Vernon, B.C. – British Columbia has unveiled a new meat inspection system.
The province says the new system was finalized extensive consultation with ranchers, abattoir operators, local governments and small-scale ranchers with licenses to sell their meat at the farmgate.
Abattoirs will continue to require the presence of a trained government meat inspector to inspect each animal (livestock) or flock (poultry) beforehand and each carcass after slaughter.
New system details
The province says the new system will also:
• Require all Class A and B plants to develop and maintain comprehensive written food safety procedures for maintaining meat safety, facility hygiene and animal health and welfare.
• Include the development of an audit program of all Class A and B abattoirs.
• Train inspectors to provincial standards, including enhanced knowledge and skills in humane livestock handling and humane slaughter.
• Maintain third-party government inspection and the use of a government stamp on inspected products.
• Maintain the graduated enforcement approach to support the integrity of the inspection system.
The new system will be fully implemented by Jan. 1, 2014, and will replace the B.C. government’s arrangement with the Canadian Food Inspection Agency (CFIA) to inspect provincially licensed Class A and B abattoirs, which has been in place since 1988.
The current service agreement ends Dec. 31, 2013. The CFIA will continue to inspect the 11 federally registered abattoirs in B.C.
The Ministry of Agriculture is also in discussion with the retail sector in B.C. to expand the domestic market for meat processed in provincially licensed Class A or B abattoirs, as well as working with the B.C. Association of Cattle Feeders to further develop and promote their “Certified B.C. Beef” brand.

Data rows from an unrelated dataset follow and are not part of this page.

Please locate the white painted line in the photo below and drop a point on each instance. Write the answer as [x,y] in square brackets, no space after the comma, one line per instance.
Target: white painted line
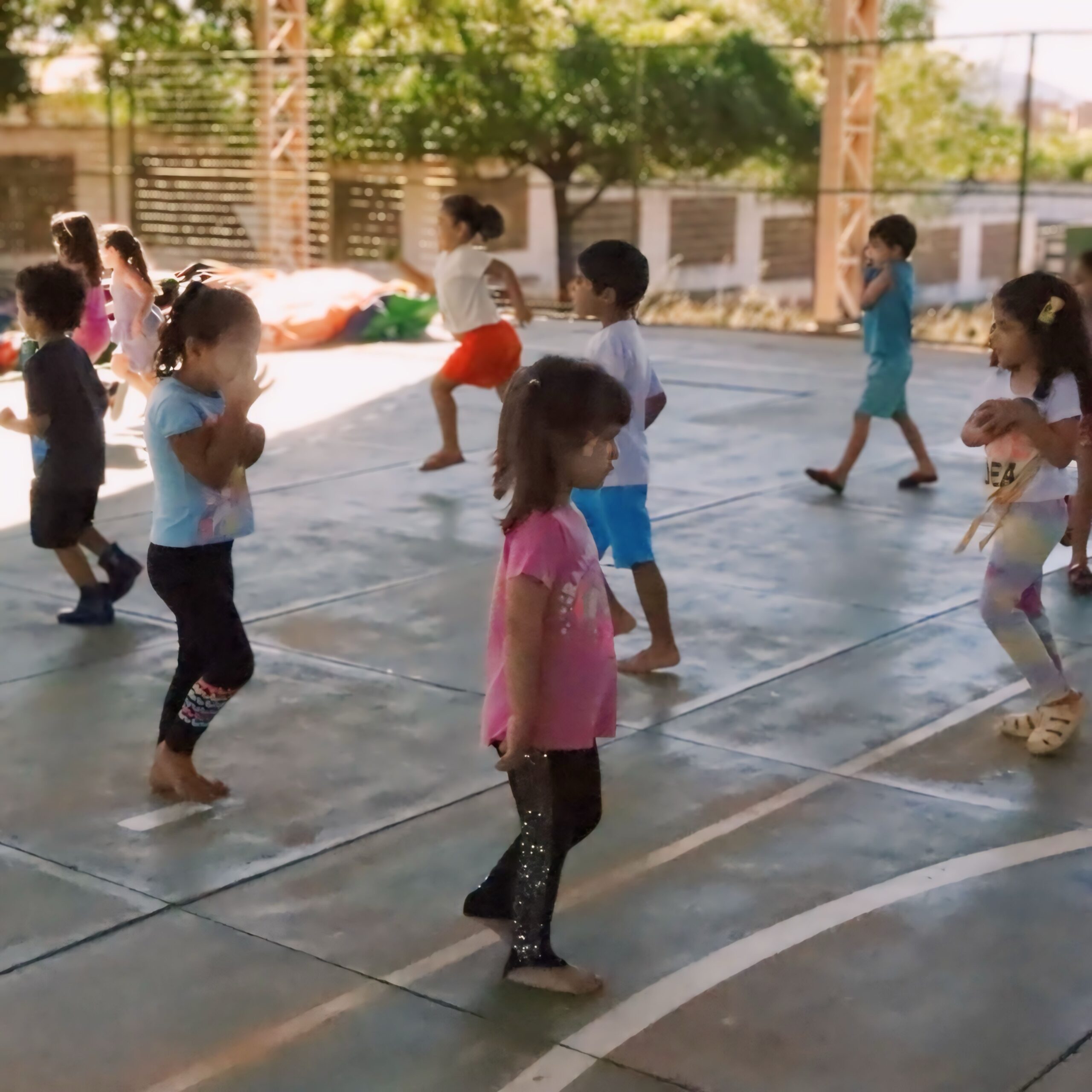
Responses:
[557,1069]
[282,1034]
[173,813]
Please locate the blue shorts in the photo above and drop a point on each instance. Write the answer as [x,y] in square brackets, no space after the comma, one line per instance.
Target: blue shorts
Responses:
[886,387]
[619,517]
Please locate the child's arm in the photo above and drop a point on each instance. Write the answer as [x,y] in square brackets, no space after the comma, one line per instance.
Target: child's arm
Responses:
[876,288]
[504,272]
[523,630]
[212,453]
[1056,441]
[29,425]
[418,280]
[254,446]
[974,434]
[653,408]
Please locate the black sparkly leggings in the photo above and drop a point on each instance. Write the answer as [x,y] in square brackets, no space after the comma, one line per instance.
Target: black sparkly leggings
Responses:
[560,801]
[215,656]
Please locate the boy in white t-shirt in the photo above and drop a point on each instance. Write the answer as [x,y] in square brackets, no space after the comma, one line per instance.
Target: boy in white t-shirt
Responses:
[1028,423]
[614,278]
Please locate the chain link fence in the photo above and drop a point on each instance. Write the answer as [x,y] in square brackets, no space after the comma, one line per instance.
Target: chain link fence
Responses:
[706,157]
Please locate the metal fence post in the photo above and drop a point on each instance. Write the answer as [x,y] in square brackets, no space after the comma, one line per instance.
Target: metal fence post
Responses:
[1025,155]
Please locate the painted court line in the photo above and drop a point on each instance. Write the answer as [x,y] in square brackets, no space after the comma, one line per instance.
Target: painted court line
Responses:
[175,813]
[284,1034]
[557,1069]
[264,1042]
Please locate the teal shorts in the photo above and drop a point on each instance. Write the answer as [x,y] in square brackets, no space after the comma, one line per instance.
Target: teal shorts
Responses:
[886,387]
[619,517]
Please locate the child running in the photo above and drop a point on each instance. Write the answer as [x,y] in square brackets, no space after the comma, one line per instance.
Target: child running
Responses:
[199,444]
[887,303]
[137,319]
[614,278]
[78,249]
[552,680]
[488,353]
[1080,506]
[1028,423]
[66,403]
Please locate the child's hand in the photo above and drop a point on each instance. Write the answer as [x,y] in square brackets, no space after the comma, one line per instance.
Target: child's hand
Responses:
[514,749]
[244,390]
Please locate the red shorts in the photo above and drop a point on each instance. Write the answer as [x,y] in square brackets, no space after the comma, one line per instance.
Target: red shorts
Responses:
[488,356]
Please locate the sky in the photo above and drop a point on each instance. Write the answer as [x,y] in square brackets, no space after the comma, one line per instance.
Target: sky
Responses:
[1063,61]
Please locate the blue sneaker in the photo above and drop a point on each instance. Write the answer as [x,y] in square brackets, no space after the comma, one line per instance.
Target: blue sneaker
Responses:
[94,609]
[122,572]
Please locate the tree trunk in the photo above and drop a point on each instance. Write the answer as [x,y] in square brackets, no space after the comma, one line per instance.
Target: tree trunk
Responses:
[566,255]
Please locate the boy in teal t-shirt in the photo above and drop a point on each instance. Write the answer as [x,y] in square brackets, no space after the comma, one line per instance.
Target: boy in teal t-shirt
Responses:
[887,305]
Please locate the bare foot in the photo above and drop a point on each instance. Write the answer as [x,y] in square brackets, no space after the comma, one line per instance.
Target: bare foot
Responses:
[441,460]
[560,980]
[175,773]
[651,660]
[623,621]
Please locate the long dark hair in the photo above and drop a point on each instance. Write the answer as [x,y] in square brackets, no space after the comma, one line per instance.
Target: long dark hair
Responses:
[1058,334]
[206,315]
[553,407]
[76,241]
[126,244]
[482,220]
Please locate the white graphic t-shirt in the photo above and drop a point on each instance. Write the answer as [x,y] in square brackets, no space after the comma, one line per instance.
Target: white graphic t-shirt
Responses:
[1008,455]
[619,351]
[461,291]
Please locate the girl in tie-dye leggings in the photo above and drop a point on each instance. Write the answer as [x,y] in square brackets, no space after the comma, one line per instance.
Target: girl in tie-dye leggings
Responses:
[1028,423]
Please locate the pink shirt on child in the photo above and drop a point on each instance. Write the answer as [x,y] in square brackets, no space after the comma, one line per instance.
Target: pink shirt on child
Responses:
[579,688]
[93,334]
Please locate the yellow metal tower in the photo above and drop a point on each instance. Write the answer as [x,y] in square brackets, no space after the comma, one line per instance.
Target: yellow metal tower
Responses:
[283,148]
[845,164]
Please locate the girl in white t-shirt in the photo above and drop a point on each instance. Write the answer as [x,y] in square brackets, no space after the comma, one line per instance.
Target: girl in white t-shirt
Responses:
[1028,423]
[488,353]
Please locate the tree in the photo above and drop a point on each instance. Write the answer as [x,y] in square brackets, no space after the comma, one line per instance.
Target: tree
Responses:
[591,108]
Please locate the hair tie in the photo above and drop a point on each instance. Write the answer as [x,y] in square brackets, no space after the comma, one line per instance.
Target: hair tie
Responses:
[1051,309]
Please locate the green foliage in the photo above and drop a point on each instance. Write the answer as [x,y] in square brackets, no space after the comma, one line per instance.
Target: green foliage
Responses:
[929,130]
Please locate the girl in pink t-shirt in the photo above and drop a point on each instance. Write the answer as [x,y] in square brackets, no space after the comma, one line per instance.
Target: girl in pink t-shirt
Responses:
[552,686]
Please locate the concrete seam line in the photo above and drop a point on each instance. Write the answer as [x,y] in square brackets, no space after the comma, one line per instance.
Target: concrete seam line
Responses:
[406,976]
[560,1067]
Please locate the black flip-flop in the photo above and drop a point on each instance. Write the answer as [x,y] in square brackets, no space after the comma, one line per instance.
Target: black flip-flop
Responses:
[1080,579]
[913,481]
[825,478]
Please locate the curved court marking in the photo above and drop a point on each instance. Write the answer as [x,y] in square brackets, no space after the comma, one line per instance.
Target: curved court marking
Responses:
[564,1064]
[252,1048]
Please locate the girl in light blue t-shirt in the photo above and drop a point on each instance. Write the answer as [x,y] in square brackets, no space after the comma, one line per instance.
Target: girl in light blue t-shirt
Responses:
[200,444]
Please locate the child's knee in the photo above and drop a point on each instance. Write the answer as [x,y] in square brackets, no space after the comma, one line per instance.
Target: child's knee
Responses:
[588,820]
[237,670]
[995,605]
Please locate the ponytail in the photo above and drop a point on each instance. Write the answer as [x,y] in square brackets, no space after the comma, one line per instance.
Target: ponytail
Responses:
[205,315]
[484,221]
[552,408]
[126,244]
[1050,309]
[75,237]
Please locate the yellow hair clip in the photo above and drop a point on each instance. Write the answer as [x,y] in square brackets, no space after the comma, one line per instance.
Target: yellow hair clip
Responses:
[1051,308]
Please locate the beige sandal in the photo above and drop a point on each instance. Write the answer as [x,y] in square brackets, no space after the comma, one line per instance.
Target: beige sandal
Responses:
[1056,724]
[1019,726]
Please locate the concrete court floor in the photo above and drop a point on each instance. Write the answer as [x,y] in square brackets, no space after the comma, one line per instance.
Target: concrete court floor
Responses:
[818,870]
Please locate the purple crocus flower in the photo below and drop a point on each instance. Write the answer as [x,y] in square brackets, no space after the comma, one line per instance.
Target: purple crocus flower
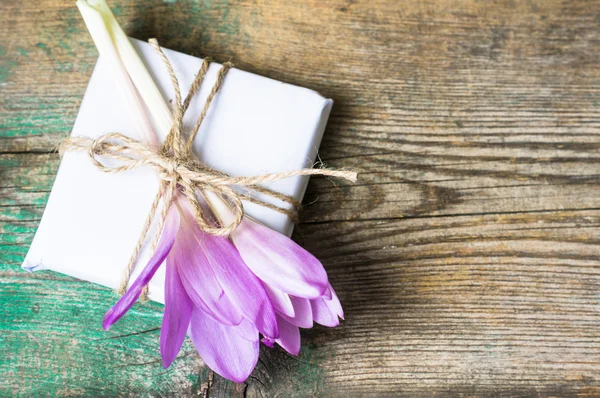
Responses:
[224,293]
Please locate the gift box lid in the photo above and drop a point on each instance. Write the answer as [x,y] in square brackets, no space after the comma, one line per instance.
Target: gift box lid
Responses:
[255,125]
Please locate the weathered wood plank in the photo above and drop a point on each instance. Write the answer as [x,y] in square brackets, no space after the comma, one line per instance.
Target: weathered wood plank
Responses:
[467,256]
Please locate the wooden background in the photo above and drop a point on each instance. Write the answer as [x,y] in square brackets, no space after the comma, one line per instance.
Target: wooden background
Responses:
[468,255]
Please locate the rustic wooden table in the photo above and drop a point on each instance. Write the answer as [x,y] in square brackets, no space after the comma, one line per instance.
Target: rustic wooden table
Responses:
[467,256]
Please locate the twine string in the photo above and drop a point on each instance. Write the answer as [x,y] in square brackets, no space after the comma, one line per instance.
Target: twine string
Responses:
[181,173]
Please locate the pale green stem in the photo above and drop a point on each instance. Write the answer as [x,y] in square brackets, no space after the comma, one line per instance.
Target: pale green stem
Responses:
[102,39]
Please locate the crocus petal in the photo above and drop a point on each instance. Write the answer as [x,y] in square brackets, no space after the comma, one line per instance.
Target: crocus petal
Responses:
[289,336]
[223,348]
[279,261]
[334,304]
[247,330]
[241,286]
[303,313]
[176,319]
[133,293]
[281,301]
[322,314]
[197,276]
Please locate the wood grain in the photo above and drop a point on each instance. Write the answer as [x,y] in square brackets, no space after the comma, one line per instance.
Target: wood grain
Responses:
[467,256]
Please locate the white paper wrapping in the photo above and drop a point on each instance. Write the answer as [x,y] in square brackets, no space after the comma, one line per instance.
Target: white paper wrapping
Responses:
[255,125]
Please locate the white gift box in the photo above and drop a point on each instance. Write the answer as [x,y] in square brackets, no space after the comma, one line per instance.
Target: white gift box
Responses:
[255,125]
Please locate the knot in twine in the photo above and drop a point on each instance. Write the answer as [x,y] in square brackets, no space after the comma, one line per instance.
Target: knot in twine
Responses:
[179,170]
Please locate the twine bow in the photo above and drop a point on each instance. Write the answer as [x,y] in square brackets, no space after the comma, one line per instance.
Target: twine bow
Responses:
[178,168]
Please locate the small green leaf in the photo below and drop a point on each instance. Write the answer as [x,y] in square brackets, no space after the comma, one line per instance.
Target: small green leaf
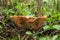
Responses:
[54,37]
[47,28]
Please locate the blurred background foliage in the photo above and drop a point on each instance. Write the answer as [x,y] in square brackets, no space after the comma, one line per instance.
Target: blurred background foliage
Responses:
[50,8]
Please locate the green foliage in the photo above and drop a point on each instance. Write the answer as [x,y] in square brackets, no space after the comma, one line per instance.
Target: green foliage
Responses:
[29,8]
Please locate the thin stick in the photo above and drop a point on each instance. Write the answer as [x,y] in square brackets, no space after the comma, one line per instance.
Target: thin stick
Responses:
[38,9]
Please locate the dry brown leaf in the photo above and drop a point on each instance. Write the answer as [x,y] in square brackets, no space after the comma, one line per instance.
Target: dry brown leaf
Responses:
[28,22]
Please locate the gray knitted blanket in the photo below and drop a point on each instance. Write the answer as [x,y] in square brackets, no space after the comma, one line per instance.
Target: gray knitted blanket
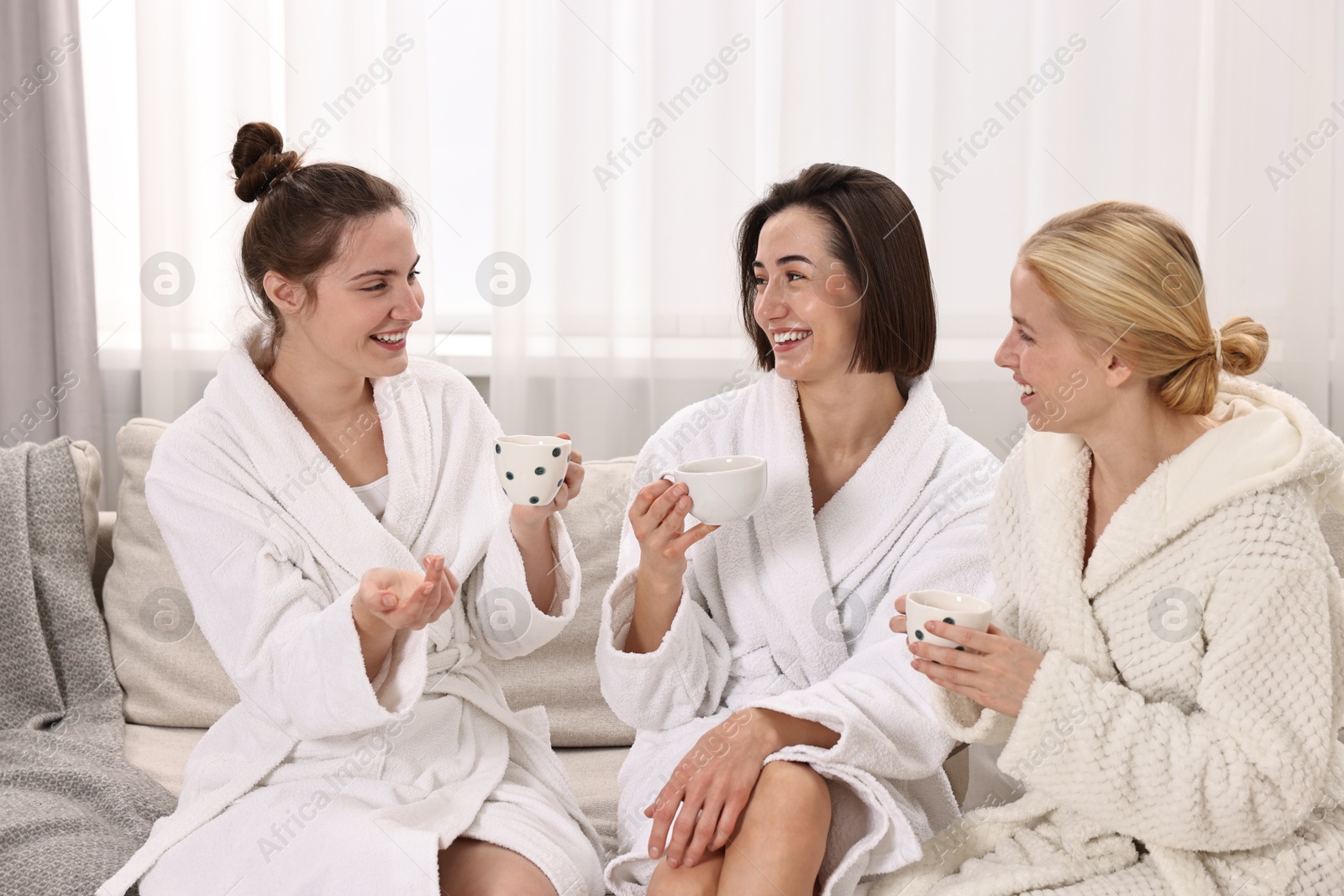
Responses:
[71,808]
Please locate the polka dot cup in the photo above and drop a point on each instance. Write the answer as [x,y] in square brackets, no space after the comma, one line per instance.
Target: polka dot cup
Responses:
[531,468]
[944,606]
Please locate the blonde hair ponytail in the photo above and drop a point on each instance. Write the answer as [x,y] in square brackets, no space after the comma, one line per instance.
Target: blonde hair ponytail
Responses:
[1128,280]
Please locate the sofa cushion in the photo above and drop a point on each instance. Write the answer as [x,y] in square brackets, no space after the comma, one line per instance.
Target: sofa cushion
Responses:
[89,476]
[167,669]
[562,674]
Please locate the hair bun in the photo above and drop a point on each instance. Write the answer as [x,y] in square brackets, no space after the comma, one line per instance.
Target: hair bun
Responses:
[260,160]
[1245,344]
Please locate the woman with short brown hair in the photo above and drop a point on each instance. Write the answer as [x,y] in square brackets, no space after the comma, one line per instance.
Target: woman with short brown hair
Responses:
[752,658]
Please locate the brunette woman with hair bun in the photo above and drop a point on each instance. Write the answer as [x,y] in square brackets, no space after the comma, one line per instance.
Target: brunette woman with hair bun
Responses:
[323,503]
[1166,674]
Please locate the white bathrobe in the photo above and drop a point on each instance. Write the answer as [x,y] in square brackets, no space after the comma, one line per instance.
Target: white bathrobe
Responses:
[320,781]
[1193,681]
[790,611]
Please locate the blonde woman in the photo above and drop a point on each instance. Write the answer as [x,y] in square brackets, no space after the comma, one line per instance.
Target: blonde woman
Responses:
[1167,672]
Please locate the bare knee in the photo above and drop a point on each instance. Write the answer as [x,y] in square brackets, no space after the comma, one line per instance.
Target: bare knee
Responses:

The B.C. government is also beginning a two-year pilot project in the Regional District of North Okanagan for up to five Class E Licence operations.
These pilot licences will be available to operators within a two-hour travel distance of a provincially licensed abattoir.
Current Class E Licence holders are small farms located in areas where there is no provincially licensed abattoir to fill the consumer demand for locally produced meat.
Class E Licence holders are permitted to sell restricted amounts of meat at their farmgate and temporary food markets such as a farmers market.
In addition to the new meat inspection system, the B.C. government also announced that a mobile abattoir will be stationed in 100 Mile House to help address the need for safe and wholesome local meat, providing the community can meet specific criteria.
Upon the full implementation of the mobile abattoir in 100 Mile House, other B.C. communities demonstrating a similar need will be able to apply for a mobile abattoir to be based in their community, subject to meeting the same criteria.